Parlamentares árabes fazem em Lisboa um minuto de silêncio pelas vítimas no Egipto e Tunísia

31.01.2011 - 17:54 Por Ana Machado
A situação do Egipto e da Tunísia foi discutida esta segunda-feira na Assembleia Legislativa, em Lisboa, durante a conferência que reuniu 38 parlamentares dos países do Mediterrâneo, entre eles Líbano, Argélia, Marrocos, Síria, Turquia e uma delegação palestiniana. O tema era a cultura e imigração na região mas os recentes protestos no Egipto e na Tunísia provocaram intervenções emocionadas dos participantes.
A reunião da Assembleia Parlamentar Euro-Mediterrânica (APEM) começou com um minuto de silêncio pelas vítimas. Mohamed Tozy, um dos mais conceituados politólogos marroquinos, investigador de ciência política na Universidade Hassan II, em Casablanca, ressaltou o facto de no Egipto a revolução ser da classe média, de jovens informados, o que prova, segundo ele, que os movimentos de rua podem estar na origem de mudanças bem sucedidas.

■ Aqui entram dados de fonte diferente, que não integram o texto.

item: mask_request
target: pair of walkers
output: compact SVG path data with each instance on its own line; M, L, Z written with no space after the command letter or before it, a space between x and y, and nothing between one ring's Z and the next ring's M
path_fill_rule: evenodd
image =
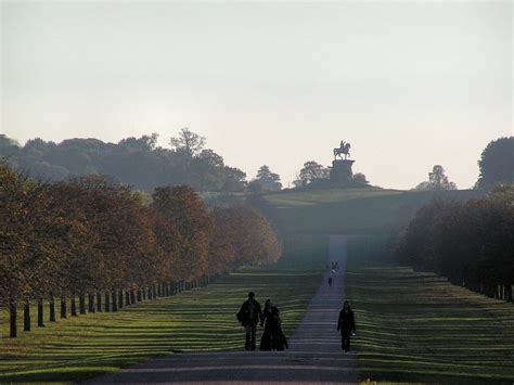
M257 324L265 328L260 338L260 350L284 350L284 348L287 348L287 339L282 332L280 310L271 304L270 299L266 301L262 311L260 304L255 299L255 294L249 292L248 299L243 303L236 317L245 328L246 350L255 350L256 348Z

Já Tayseer Qubaa, vice-presidente do Conselho Legislativo Palestiniano (parlamento), perguntou: “Nós estamos com o Egipto. Porque é que a UE não está connosco?” Qubaa não se conforma com o facto de que a onda de solidariedade europeia com os protestos na Tunísia e Egípto, não se aplique à causa da Palestina. “Estou certo que as alterações que estão a ocorrer no Egipto têm uma base política, não económica. Nós também estamos do lado do povo da Tunísia e do Egipto. Mas porque é que a Europa não está connosco? Francamente, a imagem que temos da Europa não é boa. Não vemos independência política nesta posição de dois pesos e duas medidas. Nós e os vizinhos árabes temos interesses comuns. Vamos ver o que acontece. Não vamos suportar mais esta diferença de tratamento”.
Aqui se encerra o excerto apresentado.